Asesinos en serie, en el cine: Ed Gein



A diferencia de Albert Fish, anteriormente retratado en este blog, Ed Gein lo podríamos considerar como su antónimo en cuanto a furor social, y también cinematográficamente hablando. Se trata de uno de los asesinos más conocidos aunque no precisamente por su bodycount, sino por ser un alguien aberrado psicológicamente hablando, con un pasado turbio y disfuncional por culpa de la estricta –y religiosa- madre. De hecho apenas mató a un par de mujeres: Berenice Worden y Mary Hogan, o como mínimo que se sepa, así que su universo mediático reside básicamente en sus actos, en que fue capaz de dar naturalidad a lo repugnante, y eso ha sido una fuente inagotable de ideas escabrosas para la industria del cine.

Su repaso nos conduce por biópics, también por sagas, o simplemente referencias a diferentes films.

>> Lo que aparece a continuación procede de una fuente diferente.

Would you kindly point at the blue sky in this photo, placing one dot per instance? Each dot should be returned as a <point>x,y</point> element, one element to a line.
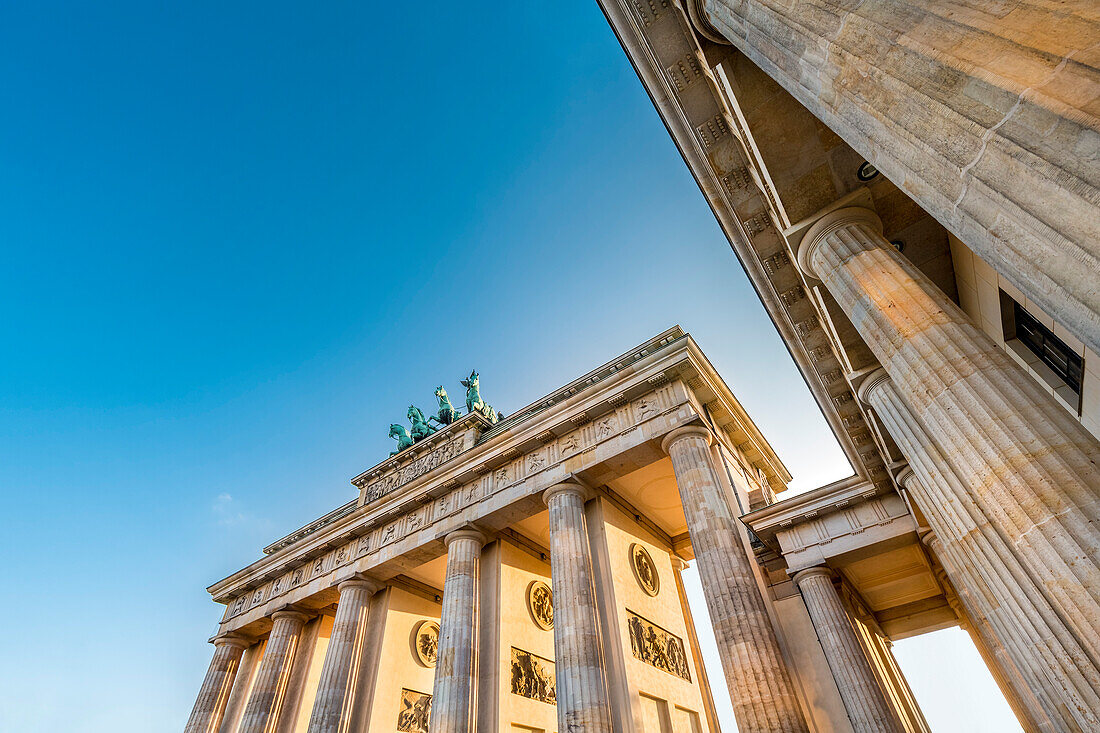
<point>241,238</point>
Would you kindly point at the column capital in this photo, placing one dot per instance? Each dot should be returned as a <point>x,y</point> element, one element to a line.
<point>289,613</point>
<point>696,12</point>
<point>466,533</point>
<point>700,430</point>
<point>565,488</point>
<point>232,639</point>
<point>905,476</point>
<point>930,538</point>
<point>370,584</point>
<point>870,383</point>
<point>828,223</point>
<point>813,572</point>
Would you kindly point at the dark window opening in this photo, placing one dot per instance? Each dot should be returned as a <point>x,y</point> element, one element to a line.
<point>1052,350</point>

Uno de los más recientes casos fue el de Ed Gein (Cuck Parello, 2000), un correctísimo biópic sobre la figura del asesino en que sobretodo se nos quiere mostrar la verdadera naturaleza del asesino. Interpretado por un enorme Steve Railsback, ganador del premio a mejor actor en el Festival de Sitges 2000 (también ganaría el premio a Mejor película del Sitges 2000), en que se nos presenta una historia bastante preocupada por convertirse en un fiel retrato a nuestro anfitrión.

La película empieza con un breve documento verídico que muestra las opiniones de algunos vecinos de Ed Gein, en Plainfield, durante la detención. Pero rápidamente la historia rebobina y empieza con nuestro protagonista ya maduro y solitario tras la muerte de su madre, cuando empieza a realizar sus escabrosidades, pero que eso no impide que a lo largo del film vayamos apreciando a base de flashbacks la obsesión de nuestro protagonista por su madre, una mujer que es retratada como una fanática religiosa. Personalmente es una brillante adaptación, centrada en contarnos un buen relato fílmico totalmente fiel a los sucesos, y que sabe no perder de vista cuándo incidir en lo morboso de los sucesos que realiza Ed Gein.

Otra buena adaptación a la figura de Ed Gein nos llevaría a los maravillosos años 70, en plena oleada de asesinos psicóticos post Psicosis (Alfred Hitshcock, 1960) (que trataré posteriormente). Se trata de una maravillosa película algo olvidada injustamente, Deranged (Jeff Gillen/Alan Ormsby, 1974) (A.K.A. Trastornado), que aprovechó el éxito de la excelente La matanza de Texas (Tobe Hooper, 1974) realizada el mismo año. Al igual que la posterior película de Chuck Parello esta vez también hay una preocupación por la fidelidad de los sucesos, pero esta vez dentro de un velo de serie B bastante encantador que acaba puliendo el resultado final, y eso es lo que muy posiblemente acabará haciendo disfrutar más a los amantes del género que a interesados con los sucesos reales. Y es que unos explícitos -y discutibles- efectos de maquillaje típicos de este tipo de películas de bajo presupuesto, e interpretaciones algo toscas como la del propio Ed Gein (Roberts Blossom) acaban dando personalidad al film en detrimento del rigor. E incluso un fúnebre presentador nos irá narrando los diferentes pasajes de la historia para así el film poder presumir de un intento de realismo difícilmente atribuible, aunque tampoco molesta.

Una película imprescindible en la materia, entretenida y sin duda a revisar o incluso descubrir.

Estos dos títulos son los que mejor intentan retratar a la persona de Ed Gein, pero pienso que es necesario regresar a los orígenes y entender como florecen este tipo de películas, o mejor dicho, como se abre la lata del atrevimiento a desafiar la censura en cuanto a contenidos escabrosos. Debemos situarnos a finales de los años 50, y fijarnos en un escritor que empezaba a resaltar: Robert Bloch, gran amigo del otro gran escritor H.P. Lovecraft, alguien que se especializó en novelas de miedo. Él fue el responsable de una novela que un año después de su estreno se adaptaría cinematográficamente, hablo de Psycho (1959), una obra que se fijaría en el personaje de Ed Gein, pero perfilado en otro asesino llamado Norman Bates, alguien que también mantendría la obsesión a la taxidermia y a su madre represiva, la cual conservaría su cadáver.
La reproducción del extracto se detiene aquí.